Как только я вошел в пентхаус, штатный детектив схватил меня за руку. Я указал на скрипичный футляр. Поросячьи глазки детектива оглядели его. Он с усердием поглощал сандвич, держа его в другой руке. Это был один из тех подстреленных, непрестанно жующих ради того, чтобы заполнить боль и пустоту своей раны.

— Слышь, паренёк, — поинтересовался он, — а ты не слишком мал-то в оркестре играть?

— Я старше, чем ты думаешь, — ответил я. — Кроме того, я не из оркестра.

— А, солист, да? Вундеркинд?

Как и многие раненые, он прикрывался сарказмом. Я мог сойти за двадцатипятилетнего в любое время дня и ночи.

— Можешь так ко мне и обращаться, — ответил я без обиняков.

— Сюрприз-ангелочек нашей хозяйки, да? — досадливо проворчал он, махнув большим пальцем в сторону высокой женщины средних лет, стоящей в окружении гостей.
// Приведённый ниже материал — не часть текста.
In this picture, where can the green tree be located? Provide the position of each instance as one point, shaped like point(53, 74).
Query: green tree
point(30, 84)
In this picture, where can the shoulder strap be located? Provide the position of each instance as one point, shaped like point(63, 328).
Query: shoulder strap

В этот момент она смотрела на мужа. Тот зажал в углу хорошенькую девицу и трепался с ней в весьма фривольной манере.

Свет был как раз подходящим, чтобы я сумел заметить зеленую вспышку2 в глазах хозяйки. Это была зелень давно загноившейся раны.

Ее муж — тоже из моих жертв, однако его одежда скрывала припухлость пораженного места. Он любезничал с симпатичной юной особой, одной из полуживых. Впрочем, еще до того, как вечеринка закончится, она вернется к жизни, содрогаясь от боли и шока. Когда я по ним стреляю, они оживают.
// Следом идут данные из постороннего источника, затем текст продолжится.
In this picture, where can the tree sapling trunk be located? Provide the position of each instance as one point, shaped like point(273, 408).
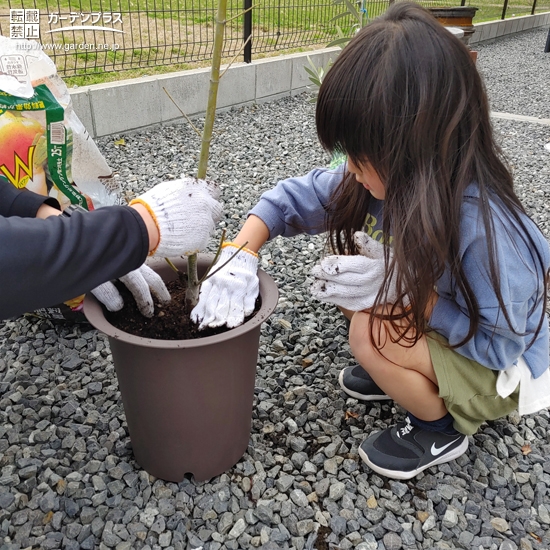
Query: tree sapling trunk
point(193, 285)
Я незаметно оглядел участников вечеринки: многие выставляли напоказ свидетельства своих ран, тыча в лицо чудовищными уродствами, точно средневековые нищие в надежде привлечь сочувствие и подаяние.

Там был финансист, чей дергающий лицо тик проистекал, казалось, от забот о бизнесе. Только я знал, что не бизнес тому виной, а то, что он искал исцеления в жене, но она не давала его.
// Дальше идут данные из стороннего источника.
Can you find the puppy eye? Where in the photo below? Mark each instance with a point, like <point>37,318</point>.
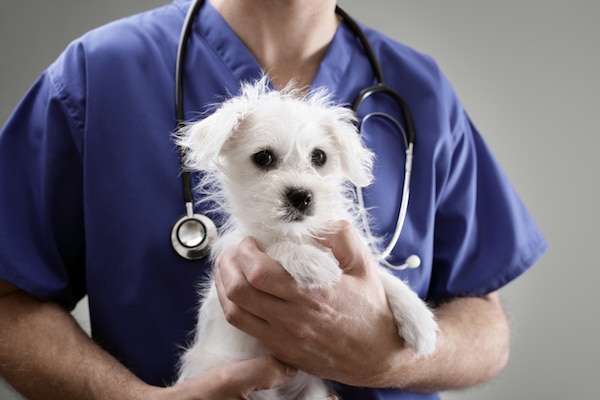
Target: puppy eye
<point>263,158</point>
<point>319,158</point>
Еще там стояла женщина с поджатыми губами, чья рана была наихудшей, ибо она не ощущала ее и даже не признавала ее наличие. Однако я подмечал боль в неодобрительных взглядах, бросаемых ею на тех, кто выпивал, громко смеялся, сыпал сигаретный пепел на ковер или говорил что-то в пику миссис Х. Анже. Я читал это по языку, которым она водила, точно напильником по нервам своего мужа.

Я немного побродил, выпил шампанского, прислушиваясь к разговорам раненых и ран еще не имевших. Все было так же, как на заре моей карьеры: лихорадочный интерес к самим себе со стороны невредимых и лихорадочный интерес к своим целителям со стороны раненых.

Спустя немного времени, когда я собирался открыть скрипичный футляр и приняться за работу, я заметил, как вошла девица — та, что меня опознала. Стереоочки все еще были у нее. Она несла их в руке, но надела, чтобы осмотреть помещение. Чисто мое везение, что она объявилась среди приглашенных. Я попытался избежать ее ищущего взгляда, но она оказалась настырной.

С выражением триумфа на лице девица ринулась ко мне. В руках она держала большую картонную коробку. Прямо передо мной она остановилась и поставила коробку у своих ног. Удостоверившись, что теперь всегда сможет меня опознать, она сняла очки.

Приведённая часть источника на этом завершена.